From: Jason Gunthorpe <jgg@nvidia.com>
To: Alex Williamson <alex.williamson@redhat.com>
Cc: Leon Romanovsky <leon@kernel.org>,
Doug Ledford <dledford@redhat.com>,
Yishai Hadas <yishaih@nvidia.com>,
Bjorn Helgaas <bhelgaas@google.com>,
"David S. Miller" <davem@davemloft.net>,
Jakub Kicinski <kuba@kernel.org>,
Kirti Wankhede <kwankhede@nvidia.com>,
kvm@vger.kernel.org, linux-kernel@vger.kernel.org,
linux-pci@vger.kernel.org, linux-rdma@vger.kernel.org,
netdev@vger.kernel.org, Saeed Mahameed <saeedm@nvidia.com>,
Cornelia Huck <cohuck@redhat.com>
Subject: Re: [PATCH mlx5-next 2/7] vfio: Add an API to check migration state transition validity
Date: Wed, 29 Sep 2021 15:26:42 -0300 [thread overview]
Message-ID: <20210929182642.GV964074@nvidia.com> (raw)

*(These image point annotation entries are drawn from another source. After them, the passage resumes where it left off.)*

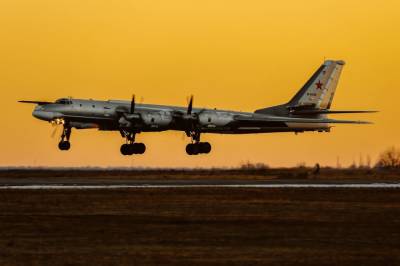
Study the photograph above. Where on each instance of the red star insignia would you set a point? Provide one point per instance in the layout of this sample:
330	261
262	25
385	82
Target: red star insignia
319	85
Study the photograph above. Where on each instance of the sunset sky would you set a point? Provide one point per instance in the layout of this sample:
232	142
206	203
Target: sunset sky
239	55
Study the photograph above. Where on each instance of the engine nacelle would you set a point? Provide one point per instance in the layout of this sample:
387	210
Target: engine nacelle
79	125
215	119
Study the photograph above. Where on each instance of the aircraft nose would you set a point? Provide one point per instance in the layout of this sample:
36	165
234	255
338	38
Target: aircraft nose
41	114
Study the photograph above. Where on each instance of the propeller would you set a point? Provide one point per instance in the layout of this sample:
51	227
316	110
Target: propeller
132	104
56	124
190	105
127	117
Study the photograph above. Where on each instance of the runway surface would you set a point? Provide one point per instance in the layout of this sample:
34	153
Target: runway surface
98	183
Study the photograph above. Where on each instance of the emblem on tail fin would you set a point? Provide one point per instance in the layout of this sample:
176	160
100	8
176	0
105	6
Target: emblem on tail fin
318	91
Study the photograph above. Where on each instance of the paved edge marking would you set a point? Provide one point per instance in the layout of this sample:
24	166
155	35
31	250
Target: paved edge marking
37	187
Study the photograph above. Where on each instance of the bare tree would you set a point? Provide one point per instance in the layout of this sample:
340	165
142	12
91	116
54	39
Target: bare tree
389	158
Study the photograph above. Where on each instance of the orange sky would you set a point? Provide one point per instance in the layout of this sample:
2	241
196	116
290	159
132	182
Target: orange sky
240	55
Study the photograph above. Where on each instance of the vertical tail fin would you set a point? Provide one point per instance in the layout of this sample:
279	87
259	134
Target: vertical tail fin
318	91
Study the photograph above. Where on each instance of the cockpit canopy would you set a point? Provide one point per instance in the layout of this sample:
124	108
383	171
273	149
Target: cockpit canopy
64	101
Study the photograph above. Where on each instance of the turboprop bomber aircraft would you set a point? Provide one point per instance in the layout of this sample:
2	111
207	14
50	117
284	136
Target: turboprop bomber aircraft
306	111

In-Reply-To: <20210929120655.28e0b3a6.alex.williamson@redhat.com>
On Wed, Sep 29, 2021 at 12:06:55PM -0600, Alex Williamson wrote:
> On Wed, 29 Sep 2021 13:16:02 -0300
> Jason Gunthorpe <jgg@nvidia.com> wrote:
>
> > On Tue, Sep 28, 2021 at 02:18:44PM -0600, Alex Williamson wrote:
> > > On Tue, 28 Sep 2021 16:35:50 -0300
> > > Jason Gunthorpe <jgg@ziepe.ca> wrote:
> > >
> > > > On Tue, Sep 28, 2021 at 01:19:58PM -0600, Alex Williamson wrote:
> > > >
> > > > > In defining the device state, we tried to steer away from defining it
> > > > > in terms of the QEMU migration API, but rather as a set of controls
> > > > > that could be used to support that API to leave us some degree of
> > > > > independence that QEMU implementation might evolve.
> > > >
> > > > That is certainly a different perspective, it would have been
> > > > better to not express this idea as a FSM in that case...
> > > >
> > > > So each state in mlx5vf_pci_set_device_state() should call the correct
> > > > combination of (un)freeze, (un)quiesce and so on so each state
> > > > reflects a defined operation of the device?
> > >
> > > I'd expect so, for instance the implementation of entering the _STOP
> > > state presumes a previous state that where the device is apparently
> > > already quiesced. That doesn't support a direct _RUNNING -> _STOP
> > > transition where I argued in the linked threads that those states
> > > should be reachable from any other state. Thanks,
> >
> > If we focus on mlx5 there are two device 'flags' to manage:
> > - Device cannot issue DMAs
> > - Device internal state cannot change (ie cannot receive DMAs)
> >
> > This is necessary to co-ordinate across multiple devices that might be
> > doing peer to peer DMA between them. The whole multi-device complex
> > should be moved to "cannot issue DMA's" then the whole complex would
> > go to "state cannot change" and be serialized.
>
> Are you anticipating p2p from outside the VM? The typical scenario
> here would be that p2p occurs only intra-VM, so all the devices would
> stop issuing DMA (modulo trying to quiesce devices simultaneously).
Inside the VM.
Your 'modulo trying to quiesce devices simultaneously' is correct -
this is a real issue that needs to be solved.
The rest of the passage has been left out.